The officer blocked her path. “I understand your feelings, but please, remain calm!”
Hearing the word “calm” made her blood boil, feeling insulted, she shone the lamp into the officer’s face. “How nice you sound, if it were your loved one down there, would you be calm then?” As the officer turned away from the bright light, she quickly maneuvered around him and continued forward.

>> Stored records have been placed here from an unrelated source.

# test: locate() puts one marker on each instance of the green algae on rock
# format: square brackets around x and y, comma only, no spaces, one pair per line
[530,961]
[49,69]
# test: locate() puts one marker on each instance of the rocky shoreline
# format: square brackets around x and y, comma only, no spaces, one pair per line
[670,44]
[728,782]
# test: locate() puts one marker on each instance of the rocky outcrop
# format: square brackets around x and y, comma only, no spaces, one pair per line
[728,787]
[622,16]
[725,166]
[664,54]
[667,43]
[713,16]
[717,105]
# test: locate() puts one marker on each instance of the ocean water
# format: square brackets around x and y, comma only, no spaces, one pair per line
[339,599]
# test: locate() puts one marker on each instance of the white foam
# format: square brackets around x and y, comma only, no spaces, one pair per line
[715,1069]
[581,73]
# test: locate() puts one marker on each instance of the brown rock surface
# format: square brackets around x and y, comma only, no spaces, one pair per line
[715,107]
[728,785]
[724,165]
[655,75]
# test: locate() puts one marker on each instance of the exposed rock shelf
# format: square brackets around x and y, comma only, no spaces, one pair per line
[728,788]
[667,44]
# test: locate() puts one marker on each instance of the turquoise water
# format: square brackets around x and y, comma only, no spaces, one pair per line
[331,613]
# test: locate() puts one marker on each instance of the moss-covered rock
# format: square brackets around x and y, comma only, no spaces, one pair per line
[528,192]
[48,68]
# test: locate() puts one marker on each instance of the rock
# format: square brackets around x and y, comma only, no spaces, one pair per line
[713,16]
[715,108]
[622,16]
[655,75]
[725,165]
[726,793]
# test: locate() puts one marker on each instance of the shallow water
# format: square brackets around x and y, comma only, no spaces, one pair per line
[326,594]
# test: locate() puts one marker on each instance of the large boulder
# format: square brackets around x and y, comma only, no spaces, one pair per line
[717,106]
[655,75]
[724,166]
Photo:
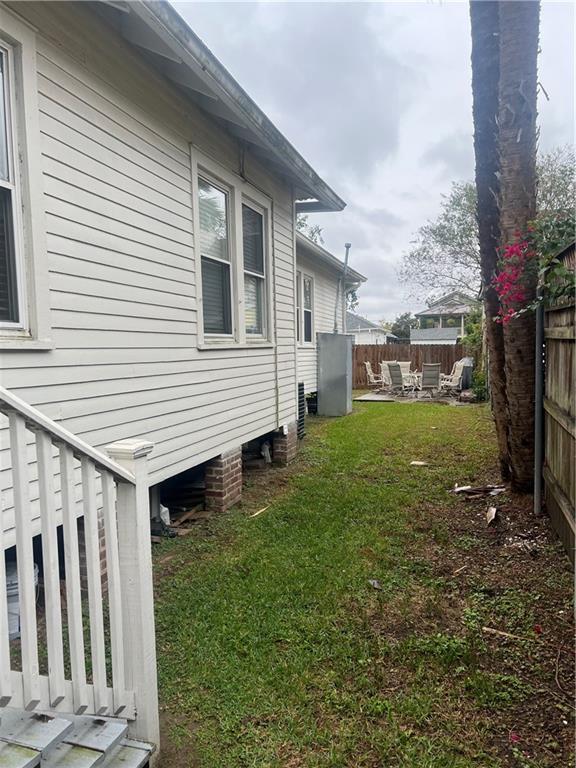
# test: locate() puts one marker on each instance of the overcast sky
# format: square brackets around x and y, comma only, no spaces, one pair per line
[377,98]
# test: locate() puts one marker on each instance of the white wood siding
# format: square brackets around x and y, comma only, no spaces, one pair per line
[116,165]
[324,302]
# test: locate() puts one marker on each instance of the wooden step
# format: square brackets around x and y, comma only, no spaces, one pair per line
[71,756]
[32,730]
[13,756]
[96,733]
[130,754]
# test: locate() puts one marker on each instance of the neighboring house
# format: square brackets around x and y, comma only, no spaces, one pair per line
[321,290]
[367,332]
[444,320]
[148,292]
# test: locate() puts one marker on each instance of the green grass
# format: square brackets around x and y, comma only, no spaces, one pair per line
[275,651]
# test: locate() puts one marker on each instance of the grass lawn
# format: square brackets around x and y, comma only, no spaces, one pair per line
[275,650]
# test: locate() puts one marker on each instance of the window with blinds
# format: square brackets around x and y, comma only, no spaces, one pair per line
[254,270]
[213,238]
[298,306]
[307,292]
[9,309]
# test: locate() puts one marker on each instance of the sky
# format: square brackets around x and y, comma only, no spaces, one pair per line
[377,98]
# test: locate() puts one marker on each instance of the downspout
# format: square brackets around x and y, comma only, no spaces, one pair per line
[341,284]
[539,407]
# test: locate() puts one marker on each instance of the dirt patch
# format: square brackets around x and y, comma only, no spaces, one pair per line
[514,579]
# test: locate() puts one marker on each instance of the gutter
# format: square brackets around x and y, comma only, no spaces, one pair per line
[167,23]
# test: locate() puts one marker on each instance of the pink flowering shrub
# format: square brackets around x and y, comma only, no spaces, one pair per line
[512,283]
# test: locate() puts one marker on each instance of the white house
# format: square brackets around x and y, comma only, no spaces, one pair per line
[367,332]
[148,300]
[321,290]
[443,321]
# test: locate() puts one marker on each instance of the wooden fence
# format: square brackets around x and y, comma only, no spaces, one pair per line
[445,354]
[560,417]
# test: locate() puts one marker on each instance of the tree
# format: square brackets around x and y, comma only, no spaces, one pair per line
[484,17]
[445,255]
[312,231]
[519,30]
[402,325]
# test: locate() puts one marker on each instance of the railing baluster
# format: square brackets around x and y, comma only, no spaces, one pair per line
[114,591]
[73,592]
[94,586]
[25,562]
[51,568]
[5,682]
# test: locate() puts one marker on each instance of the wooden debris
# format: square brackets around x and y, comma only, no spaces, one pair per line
[500,633]
[492,516]
[188,515]
[477,492]
[259,511]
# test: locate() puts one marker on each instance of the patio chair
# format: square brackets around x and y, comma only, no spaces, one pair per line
[373,380]
[452,383]
[409,376]
[398,383]
[385,373]
[430,381]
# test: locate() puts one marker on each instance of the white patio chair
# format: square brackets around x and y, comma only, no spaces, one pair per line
[373,380]
[430,381]
[385,373]
[409,376]
[398,383]
[452,383]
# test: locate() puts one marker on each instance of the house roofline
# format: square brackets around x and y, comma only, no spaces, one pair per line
[166,22]
[316,251]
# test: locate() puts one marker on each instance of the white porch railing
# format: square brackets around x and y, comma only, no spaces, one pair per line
[114,673]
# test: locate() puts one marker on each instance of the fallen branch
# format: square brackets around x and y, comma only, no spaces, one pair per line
[260,511]
[500,633]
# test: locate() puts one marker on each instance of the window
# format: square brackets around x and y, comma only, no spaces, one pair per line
[10,267]
[298,305]
[233,251]
[307,296]
[254,270]
[304,308]
[213,207]
[24,300]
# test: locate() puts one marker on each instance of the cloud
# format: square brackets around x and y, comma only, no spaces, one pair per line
[453,156]
[377,97]
[321,73]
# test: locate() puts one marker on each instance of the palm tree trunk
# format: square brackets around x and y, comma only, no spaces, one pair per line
[484,18]
[519,27]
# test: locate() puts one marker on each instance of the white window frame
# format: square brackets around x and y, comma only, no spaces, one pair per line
[255,206]
[32,331]
[300,277]
[239,192]
[230,230]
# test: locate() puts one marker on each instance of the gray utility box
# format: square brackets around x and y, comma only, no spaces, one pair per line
[334,374]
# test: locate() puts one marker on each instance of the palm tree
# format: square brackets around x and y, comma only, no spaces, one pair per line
[485,20]
[518,36]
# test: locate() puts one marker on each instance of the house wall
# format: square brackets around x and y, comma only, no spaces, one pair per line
[117,189]
[325,290]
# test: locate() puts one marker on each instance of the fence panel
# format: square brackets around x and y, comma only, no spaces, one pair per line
[560,417]
[445,354]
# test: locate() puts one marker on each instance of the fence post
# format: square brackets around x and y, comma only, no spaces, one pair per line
[133,514]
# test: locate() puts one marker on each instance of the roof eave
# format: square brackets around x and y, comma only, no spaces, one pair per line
[177,35]
[316,251]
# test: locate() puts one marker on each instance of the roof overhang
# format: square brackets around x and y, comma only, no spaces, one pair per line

The officer, perhaps a rookie, seemed inexperienced with such major cases, initially excited but lacking the skills to comfort family members. He grabbed Lai Hui like a chicken and dragged her to the cliff’s edge, ignoring her threats of complaints, snatched the lamp from her, and shone it down the slope. It was a steep incline, covered in frost and dead grass, with a small patch of green trees at the bottom, likely pine trees, and beyond that, layers of white fog stretching to another mountain. “Look, you can’t even see the bottom, how would you find your way down to save someone? Even if you knew the way, do you have the experience to navigate such mountains? In this weather, do you think a miner’s lamp alone would help you find anyone? Are you here to save or to die?” After speaking, the officer turned off the lamp.
Lai Hui looked once more into the dark abyss, feeling as if a bucket of ice had been dumped over her head, extinguishing the flame of hope. She understood the meaning of powerlessness, could only squat at the cliff’s edge, staring blankly at the forest that might bury someone, realizing that without waiting for help, there was nothing she could do. The rookie officer, regretting his harsh words, squatted beside her, feeling remorseful.